Questions fréquemment posées
Cette question, qui est souvent posée, remplit l’industrie chocolatière suisse d’un sentiment de fierté, bien que l’appréciation qui se cache là-derrière ait une note un peu subjective. Mais c’est un fait que les produits de l’industrie chocolatière suisse comptent parmi les meilleurs dans le monde entier.
Le haut niveau de qualité du chocolat suisse dépend de nombreux facteurs. L’emploi de matières premières d’une qualité irréprochable et le développement de processus de production de pointe combinés avec les exigences qualitatives strictes auxquelles doivent répondre les produits intermédiaires sont décisifs. En outre, vient s'ajouter la transformation optimale de ces produits intermédiaires en produits finis, effectuée par du personnel particulièrement bien formé.
Le "chocolat suisse" est un chocolat qui a été soumis au processus du "conchage", c’est-à-dire une masse de chocolat fabriquée complètement en Suisse à partir de fèves de cacao, de pâte de cacao, de beurre de cacao, de sucre et, le cas échéant, de lait. L’emploi de l’appellation "chocolat suisse" à l’intérieur du pays et à l’étranger doit du reste se conformer au "principe de transparence". Ce dernier implique la déclaration sur l’emballage de l’éventuelle sous-traitance à l’étranger (par ex. modelage ou emballage d’un produit).

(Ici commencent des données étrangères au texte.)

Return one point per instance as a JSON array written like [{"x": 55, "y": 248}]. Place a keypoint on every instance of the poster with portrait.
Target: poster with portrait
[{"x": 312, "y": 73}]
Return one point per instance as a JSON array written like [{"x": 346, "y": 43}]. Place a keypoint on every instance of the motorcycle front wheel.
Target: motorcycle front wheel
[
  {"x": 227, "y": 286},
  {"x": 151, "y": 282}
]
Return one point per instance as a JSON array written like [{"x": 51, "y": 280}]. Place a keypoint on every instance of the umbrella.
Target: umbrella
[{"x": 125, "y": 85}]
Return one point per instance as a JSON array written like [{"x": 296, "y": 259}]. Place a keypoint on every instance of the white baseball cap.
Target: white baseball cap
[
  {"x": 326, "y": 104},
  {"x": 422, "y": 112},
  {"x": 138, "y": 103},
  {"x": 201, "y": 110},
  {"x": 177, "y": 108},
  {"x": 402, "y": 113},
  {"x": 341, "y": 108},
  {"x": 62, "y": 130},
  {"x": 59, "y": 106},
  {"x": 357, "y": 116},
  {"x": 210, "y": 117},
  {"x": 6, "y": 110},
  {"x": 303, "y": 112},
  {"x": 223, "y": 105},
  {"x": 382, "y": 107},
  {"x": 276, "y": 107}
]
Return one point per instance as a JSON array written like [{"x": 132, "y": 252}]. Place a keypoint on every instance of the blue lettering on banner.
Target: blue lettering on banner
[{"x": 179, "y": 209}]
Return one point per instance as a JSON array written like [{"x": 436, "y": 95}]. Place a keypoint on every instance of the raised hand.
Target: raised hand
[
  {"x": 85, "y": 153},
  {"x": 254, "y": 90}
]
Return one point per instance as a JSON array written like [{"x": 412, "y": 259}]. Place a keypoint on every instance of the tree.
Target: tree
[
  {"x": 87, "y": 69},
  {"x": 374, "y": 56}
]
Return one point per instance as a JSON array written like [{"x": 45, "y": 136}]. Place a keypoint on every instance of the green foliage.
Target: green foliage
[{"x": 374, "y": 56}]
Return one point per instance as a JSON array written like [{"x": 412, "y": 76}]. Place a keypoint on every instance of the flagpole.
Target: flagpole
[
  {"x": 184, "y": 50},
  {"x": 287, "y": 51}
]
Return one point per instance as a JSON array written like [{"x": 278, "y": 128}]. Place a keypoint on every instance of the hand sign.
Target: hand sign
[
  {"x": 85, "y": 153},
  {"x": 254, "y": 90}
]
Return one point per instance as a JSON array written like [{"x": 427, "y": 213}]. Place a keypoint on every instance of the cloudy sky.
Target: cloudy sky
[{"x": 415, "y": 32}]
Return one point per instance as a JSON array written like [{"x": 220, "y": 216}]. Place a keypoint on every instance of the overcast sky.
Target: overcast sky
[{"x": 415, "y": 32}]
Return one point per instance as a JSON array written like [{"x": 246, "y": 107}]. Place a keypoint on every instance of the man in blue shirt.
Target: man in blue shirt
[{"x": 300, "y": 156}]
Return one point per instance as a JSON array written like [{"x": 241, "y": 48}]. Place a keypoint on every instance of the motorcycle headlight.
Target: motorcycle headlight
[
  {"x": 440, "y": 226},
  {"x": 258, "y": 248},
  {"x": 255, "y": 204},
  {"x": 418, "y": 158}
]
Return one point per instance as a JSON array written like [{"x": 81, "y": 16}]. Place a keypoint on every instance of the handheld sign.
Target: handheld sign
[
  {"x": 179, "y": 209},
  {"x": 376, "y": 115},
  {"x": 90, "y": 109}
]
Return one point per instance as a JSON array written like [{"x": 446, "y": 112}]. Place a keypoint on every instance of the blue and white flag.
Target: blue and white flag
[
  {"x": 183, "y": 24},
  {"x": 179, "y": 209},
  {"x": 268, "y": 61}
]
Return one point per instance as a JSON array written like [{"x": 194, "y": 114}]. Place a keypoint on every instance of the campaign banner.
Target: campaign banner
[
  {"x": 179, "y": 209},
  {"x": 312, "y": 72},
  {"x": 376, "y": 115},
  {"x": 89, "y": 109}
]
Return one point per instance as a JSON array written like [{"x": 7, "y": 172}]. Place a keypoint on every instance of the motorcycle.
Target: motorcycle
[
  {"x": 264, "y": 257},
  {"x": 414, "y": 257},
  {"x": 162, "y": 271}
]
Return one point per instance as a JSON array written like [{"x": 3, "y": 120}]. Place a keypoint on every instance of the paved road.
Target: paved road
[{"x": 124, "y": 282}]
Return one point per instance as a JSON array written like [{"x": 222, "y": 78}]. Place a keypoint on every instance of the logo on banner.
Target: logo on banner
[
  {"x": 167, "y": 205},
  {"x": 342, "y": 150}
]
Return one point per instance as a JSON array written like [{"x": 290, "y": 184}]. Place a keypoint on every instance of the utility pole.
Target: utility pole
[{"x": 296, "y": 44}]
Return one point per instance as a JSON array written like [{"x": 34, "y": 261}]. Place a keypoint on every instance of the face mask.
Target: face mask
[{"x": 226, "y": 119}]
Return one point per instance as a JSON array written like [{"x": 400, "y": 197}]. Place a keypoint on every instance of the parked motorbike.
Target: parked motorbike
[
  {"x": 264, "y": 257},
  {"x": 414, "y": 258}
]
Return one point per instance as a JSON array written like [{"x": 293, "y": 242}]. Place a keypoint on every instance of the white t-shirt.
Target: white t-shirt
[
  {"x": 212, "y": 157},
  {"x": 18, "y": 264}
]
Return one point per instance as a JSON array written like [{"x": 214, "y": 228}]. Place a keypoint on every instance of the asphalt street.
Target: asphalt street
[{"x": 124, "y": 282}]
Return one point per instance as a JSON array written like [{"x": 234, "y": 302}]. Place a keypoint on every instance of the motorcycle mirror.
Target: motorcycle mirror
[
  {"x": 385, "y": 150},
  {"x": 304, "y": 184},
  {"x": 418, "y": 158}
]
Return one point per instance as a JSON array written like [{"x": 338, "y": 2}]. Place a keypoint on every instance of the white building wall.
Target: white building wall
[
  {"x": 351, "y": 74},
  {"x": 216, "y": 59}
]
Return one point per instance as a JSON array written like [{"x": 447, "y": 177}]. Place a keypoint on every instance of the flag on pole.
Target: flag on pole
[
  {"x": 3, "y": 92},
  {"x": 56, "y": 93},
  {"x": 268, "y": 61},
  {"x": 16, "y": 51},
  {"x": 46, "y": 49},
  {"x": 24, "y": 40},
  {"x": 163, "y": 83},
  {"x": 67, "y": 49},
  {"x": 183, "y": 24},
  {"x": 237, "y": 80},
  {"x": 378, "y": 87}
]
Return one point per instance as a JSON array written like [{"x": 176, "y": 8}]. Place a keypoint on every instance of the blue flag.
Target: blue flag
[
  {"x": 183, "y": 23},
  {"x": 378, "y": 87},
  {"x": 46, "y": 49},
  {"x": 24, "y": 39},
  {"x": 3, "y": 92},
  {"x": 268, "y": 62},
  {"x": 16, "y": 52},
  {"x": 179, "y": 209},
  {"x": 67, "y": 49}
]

En raison de son excellente renommée, il n’y a rien d’étonnant à ce que le "chocolat suisse" soit souvent copié sans vergogne à l’étranger. Depuis de nombreuses années, CHOCOSUISSE lutte à l’échelle internationale avec grand succès et détermination contre l’usage abusif de l’appellation "chocolat suisse".
Il va de soi qu’en Suisse – tout comme dans l’UE et dans d’autres pays – l’État réglemente strictement la définition du chocolat. L’Ordonnance du DFI du 23 novembre 2005 sur les sucres, les denrées alimentaires sucrées et les produits à base de cacao contient de nombreuses prescriptions en matière de dénominations spécifiques autorisées et de composition des produits. Les prescriptions suisses sont harmonisées avec les normes de l’UE.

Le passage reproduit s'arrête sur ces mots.